Besides, I think it's about time that radio got a revamp, I mean, how long has it been since we had a real change in the way that radio works?
Re:Bandwidth (Score:1)
Heat, yes. Sound, yes. Radio? yes. Electricity? I don't think that having air constantly conducting electricity is a good thing, but I suppose lightning does fit under that bill, but not in the constant sense that you're referring to, unless I'm missing something
If a sub sends out, say, a bleep at 440 mHz, and receives one back from a sub 50 yards away, if the signals were fired simultaneously, both subs will think that they're 100 yards apart.
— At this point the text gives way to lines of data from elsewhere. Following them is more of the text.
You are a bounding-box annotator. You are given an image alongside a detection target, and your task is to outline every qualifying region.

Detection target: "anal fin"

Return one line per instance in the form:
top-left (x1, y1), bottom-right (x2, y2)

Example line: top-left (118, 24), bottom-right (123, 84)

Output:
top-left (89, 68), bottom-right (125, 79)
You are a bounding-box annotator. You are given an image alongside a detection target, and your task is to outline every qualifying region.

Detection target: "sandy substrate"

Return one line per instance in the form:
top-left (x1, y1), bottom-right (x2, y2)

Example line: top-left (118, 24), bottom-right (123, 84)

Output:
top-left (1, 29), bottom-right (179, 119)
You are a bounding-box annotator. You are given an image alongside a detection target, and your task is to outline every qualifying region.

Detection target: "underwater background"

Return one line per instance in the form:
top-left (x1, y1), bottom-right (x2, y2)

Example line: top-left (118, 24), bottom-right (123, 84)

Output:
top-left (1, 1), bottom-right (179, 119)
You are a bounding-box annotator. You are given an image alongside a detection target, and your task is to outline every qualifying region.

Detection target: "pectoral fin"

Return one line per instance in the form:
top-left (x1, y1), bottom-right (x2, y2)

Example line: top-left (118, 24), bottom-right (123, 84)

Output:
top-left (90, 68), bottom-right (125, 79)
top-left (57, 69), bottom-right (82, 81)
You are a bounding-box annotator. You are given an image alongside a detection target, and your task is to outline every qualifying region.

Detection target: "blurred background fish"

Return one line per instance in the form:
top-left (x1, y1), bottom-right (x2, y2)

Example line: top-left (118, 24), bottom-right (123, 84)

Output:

You got it backwards. If 2 subs simultaneously send out a sonar ping, they will receive the other one in 1/2 the time expected, and therefore think they are 25m apart (1/2x), not 100m (2x).
But think of an ocean filled with five billion submarines, each one sending out sonic vibrations
You're not going to have everyone using the same frequency, and besides, sonar was designed for casual use. If we had 5 billion subs, then we'd be using something a lot more sophisticated.
But how many ways can water vibrate?
You're not looking at things correctly. You don't need to simply assign everyone a different frequency. Think about how modems work [howstuffworks.com]. Think about our wonderful 300 baud modems 20 years ago, and now we have 56K packed into a tiny little 8khz of bandwidth, and that's low for that size of bandwidth because of the unperfectness of the phone network! For another example, take 1 freqency and randomly pulse it. I'm not entirely sure of how signals work underwater as well, but I'd imagive that it's not much different than through air. So send a "digital" sonar pulse with a unique ID attached. If you receive one that isn't yours,
And can the same cubic inch of water really carry a million transmissions with a million different frequencies and vectors?
Radio waves travel through substance. For that matter, air is not much different than water. They're both 'fluid', one is just a lot more dense than the other. For this matter, you should be able to pack just about the same amount of information through water as you can through air. I'm not an expert, but that only makes sense to me.
What are the possible effects of completely saturating the air with information?
I think we're far from that point, and one thing you're forgetting is that we evolved being bathed in radio waves. The more hazerdous stuff was blocked by our wonderful atmosphere, but radio has always been around. There is no apparent large health risks for the amounts that are being broadcast, at the powers that they are being broadcast at. I think as technology progresses (as it has already), we will be able to pack more and more information into less and less power and bandwidth in the air, and since there's just so much of it, I don't think this is a problem we'll have to face any time soon.